Transcranial Magnetic Stimulation, Spinal Cord Injury; Magnetic Resonance Imaging; Dog

Introduction

Spinal cord injury (SCI) in canines is commonly caused by thoracolumbar intervertebral disc herniation (IVDH) resulting in a broad range of clinical signs from paraspinal hyperaesthesia to paraplegia and loss of deep pain perception (DPP) with concomitant impairment of micturition and defecation (Duval et al., 1996; Jeffery and Blakemore, 1999;

Ferreira et al., 2002; Olby et al., 2003; Mayhew et al., 2004; Cerda-Gonzalez and Olby, 2006;

Fluehmann et al., 2006). Transcranial magnetic stimulation (TMS) generates transcranial magnetic motor evoked potentials (TMMEPs), which can be recorded from surface or muscle electrodes (Nollet et al., 2003). These TMMEPs enable a noninvasive and fast evaluation of the functional integrity of descending motor pathways in the brain and spinal cord (Barker et al., 1985). TMS is well established in human medicine, providing information about corticospinal tract damage and lesion location in cervical spinal cord injury (Maertens de Noordhout et al., 1991; Lo et al., 2004; Shields et al., 2006; Kalupahana et al., 2008).

Moreover, it can be of prognostic value in stroke and SCI patients (Clarke et al., 1994;

Pennisi et al., 1999).

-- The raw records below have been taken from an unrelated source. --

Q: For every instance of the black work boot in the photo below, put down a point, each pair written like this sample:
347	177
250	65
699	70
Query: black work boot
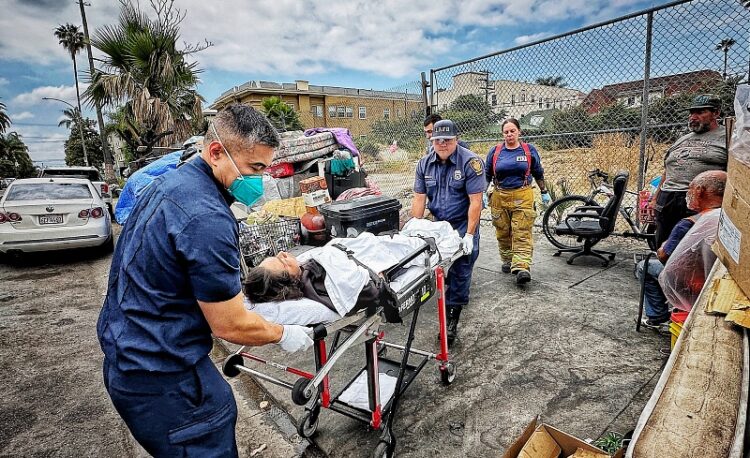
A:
453	315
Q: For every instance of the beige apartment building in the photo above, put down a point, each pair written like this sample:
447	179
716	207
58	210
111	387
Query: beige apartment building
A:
328	106
515	98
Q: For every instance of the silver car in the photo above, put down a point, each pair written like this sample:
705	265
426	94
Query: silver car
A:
44	214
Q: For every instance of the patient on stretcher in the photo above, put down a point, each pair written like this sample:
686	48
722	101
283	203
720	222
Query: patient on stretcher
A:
283	277
329	275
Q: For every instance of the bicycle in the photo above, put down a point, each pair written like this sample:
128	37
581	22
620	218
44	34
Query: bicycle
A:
601	192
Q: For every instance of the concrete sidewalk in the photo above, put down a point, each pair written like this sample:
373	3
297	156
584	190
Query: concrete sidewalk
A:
564	347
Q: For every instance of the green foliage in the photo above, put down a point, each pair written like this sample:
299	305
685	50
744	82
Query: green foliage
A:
146	76
407	132
14	157
473	116
4	119
282	116
74	150
610	442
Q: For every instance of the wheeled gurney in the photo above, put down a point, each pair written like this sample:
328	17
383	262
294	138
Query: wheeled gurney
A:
378	409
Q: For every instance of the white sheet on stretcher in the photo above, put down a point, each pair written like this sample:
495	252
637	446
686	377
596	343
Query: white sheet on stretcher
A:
357	394
345	279
306	311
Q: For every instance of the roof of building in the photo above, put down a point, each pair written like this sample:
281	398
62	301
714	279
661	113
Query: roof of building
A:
669	84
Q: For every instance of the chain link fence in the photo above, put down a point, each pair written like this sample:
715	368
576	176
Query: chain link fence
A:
610	96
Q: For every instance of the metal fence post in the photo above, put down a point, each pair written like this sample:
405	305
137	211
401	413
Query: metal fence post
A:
645	98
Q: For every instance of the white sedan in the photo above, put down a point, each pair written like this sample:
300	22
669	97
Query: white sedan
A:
44	214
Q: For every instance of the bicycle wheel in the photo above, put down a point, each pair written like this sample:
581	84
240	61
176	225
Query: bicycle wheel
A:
556	213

In veterinary medicine diagnostic applications of TMS have been described in equine and canine species with spinal cord diseases (Sylvestre et al., 1993; Nollet et al., 2002; De Decker et al., 2011). Association of TMMEP data with severity of clinical signs and magnetic resonance imaging (MRI) findings has been described in CSM in Great Danes and Dobermann Pinschers, but was not examined in thoracolumbar IVDH so far (De Decker et al., 2011; Martin-Vaquero and da Costa, 2014).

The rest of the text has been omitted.